The data is unstructured once compiled and needs to be analyzed and segmented to be of any use. Once the information is assembled, the mining, as mentioned above, techniques can be applied based on the object of the search.
The results are then visualized for better interpretation and creating a clearer image of the overall data layout. Derivations can then be made, and conclusions reached based on the obtained data. The search results can reveal connections between individuals or organizations, hidden networking, conflicts of interest, and much more.
Uses of Social Media Data Mining
The applications of Data Mining in social media are many and can include a wide variety of scenarios. Among the most common uses of Data Mining in social media are identifying associations among individuals and companies.
Another important use of Data Mining in social media is the identification of possible trends. Given the vast amount of dynamic data in social networks, companies can see emerging topics of interest to users and target audiences that can be developed into products and services.
Event detection is another application of Data Mining, as it involves the analysis of social network users to identify emerging or planned events.
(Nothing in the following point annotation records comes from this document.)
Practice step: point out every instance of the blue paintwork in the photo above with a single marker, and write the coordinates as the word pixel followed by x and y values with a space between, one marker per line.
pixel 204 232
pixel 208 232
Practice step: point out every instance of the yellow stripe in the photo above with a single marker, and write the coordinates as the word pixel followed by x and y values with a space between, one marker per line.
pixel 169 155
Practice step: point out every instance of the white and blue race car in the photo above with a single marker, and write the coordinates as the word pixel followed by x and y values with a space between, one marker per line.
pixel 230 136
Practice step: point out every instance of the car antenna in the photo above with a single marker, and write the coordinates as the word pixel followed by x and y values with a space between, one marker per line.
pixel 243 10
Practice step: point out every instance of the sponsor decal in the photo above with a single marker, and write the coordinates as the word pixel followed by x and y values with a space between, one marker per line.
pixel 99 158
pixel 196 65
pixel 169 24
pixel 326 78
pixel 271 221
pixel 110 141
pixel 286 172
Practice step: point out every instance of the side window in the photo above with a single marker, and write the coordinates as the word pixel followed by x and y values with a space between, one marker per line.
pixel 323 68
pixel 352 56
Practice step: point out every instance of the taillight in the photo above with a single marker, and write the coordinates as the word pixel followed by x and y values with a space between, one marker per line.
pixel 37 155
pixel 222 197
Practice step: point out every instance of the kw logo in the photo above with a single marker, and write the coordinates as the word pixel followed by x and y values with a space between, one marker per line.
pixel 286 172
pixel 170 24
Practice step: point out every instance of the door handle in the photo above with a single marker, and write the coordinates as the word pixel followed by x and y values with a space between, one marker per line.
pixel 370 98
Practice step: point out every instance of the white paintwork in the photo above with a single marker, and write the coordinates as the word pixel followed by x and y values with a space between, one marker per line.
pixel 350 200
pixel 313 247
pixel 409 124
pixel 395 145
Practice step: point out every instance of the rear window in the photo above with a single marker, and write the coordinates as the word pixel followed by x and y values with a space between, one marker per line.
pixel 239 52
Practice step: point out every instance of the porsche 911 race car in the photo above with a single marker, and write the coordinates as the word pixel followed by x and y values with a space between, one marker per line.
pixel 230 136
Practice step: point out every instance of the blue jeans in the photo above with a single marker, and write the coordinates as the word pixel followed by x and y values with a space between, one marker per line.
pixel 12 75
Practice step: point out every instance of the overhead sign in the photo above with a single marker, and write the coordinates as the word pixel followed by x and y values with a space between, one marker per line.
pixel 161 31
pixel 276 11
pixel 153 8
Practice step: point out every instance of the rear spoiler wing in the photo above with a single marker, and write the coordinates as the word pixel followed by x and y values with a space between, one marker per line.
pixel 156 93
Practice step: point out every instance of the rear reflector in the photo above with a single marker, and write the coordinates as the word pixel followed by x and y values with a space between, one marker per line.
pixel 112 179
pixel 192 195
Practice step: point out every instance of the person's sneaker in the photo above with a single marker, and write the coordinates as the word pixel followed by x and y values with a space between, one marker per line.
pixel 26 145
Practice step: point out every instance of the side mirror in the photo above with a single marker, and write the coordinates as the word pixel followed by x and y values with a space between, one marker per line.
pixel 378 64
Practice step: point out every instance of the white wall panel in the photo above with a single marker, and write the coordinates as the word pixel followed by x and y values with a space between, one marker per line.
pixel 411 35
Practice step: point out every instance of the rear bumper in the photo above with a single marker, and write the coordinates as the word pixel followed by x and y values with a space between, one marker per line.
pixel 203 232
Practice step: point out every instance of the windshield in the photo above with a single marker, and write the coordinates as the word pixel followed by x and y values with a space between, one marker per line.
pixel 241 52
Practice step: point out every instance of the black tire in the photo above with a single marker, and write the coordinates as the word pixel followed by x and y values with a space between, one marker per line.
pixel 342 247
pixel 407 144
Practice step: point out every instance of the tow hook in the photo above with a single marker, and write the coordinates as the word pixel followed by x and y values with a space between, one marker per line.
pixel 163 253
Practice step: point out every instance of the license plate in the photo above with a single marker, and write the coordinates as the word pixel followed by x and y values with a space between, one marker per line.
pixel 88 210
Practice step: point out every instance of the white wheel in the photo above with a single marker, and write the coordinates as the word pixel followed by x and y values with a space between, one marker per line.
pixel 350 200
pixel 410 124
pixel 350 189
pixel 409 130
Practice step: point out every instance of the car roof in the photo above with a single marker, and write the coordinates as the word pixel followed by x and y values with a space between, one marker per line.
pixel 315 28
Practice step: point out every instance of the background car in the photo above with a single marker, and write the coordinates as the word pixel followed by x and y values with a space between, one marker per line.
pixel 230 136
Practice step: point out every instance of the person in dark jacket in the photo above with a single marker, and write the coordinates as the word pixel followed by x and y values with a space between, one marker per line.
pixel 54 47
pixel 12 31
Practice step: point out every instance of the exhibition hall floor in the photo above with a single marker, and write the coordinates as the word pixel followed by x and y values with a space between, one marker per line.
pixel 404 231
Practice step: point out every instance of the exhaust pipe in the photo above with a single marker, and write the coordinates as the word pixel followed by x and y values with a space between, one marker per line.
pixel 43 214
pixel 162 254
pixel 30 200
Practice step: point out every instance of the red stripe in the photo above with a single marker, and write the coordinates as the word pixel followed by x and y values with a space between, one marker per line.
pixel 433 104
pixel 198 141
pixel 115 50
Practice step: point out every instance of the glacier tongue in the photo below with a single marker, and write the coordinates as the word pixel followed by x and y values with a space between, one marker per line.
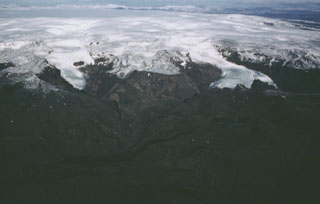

Such approaches are crucial for law enforcement and security authorities to identify potential threats. The same can be applied for identifying events that have recently taken place to take necessary measures for their prevention or remediation.
Though less frequently mentioned, another use of Data Mining is spamming applied by services and product companies to reach potential audiences. By relying on Data Mining, companies identify users’ interests and send them spam messages with offers.
Data Mining is used in a variety of industries ranging from social science to healthcare and education. One of the main applications of Data Mining is assortativity, which involves identifying similarities between social network users to compile them into homogenous strata for later use as databases in making product and service offers.
Sentiment analysis is another important application of Data Mining for industries, as it helps gauge the level of attachment or positive or emotions of users towards companies. Such information is vital for reputation management and damage control in crises in the information field based on users’ reactions to specific topics.
Besides, Data Mining can reveal essential touchpoints for more significant influence on audiences, such as identifying influencers and opinion leaders. Such tools become critical for identifying suitable candidates for some positions in the marketing industry.
Social media marketing is impossible without proper analysis, and Data Mining is one of the most actively developing areas in IT. The following chart from FinancesOnline demonstrates the benefits of such marketing strategies, which provide up to 93% greater exposure, 87% more traffic, 74% more leads, and an increase in overall sales of up to 72%. Data mining and its proper implementation are the cornerstones of the success of such strategies.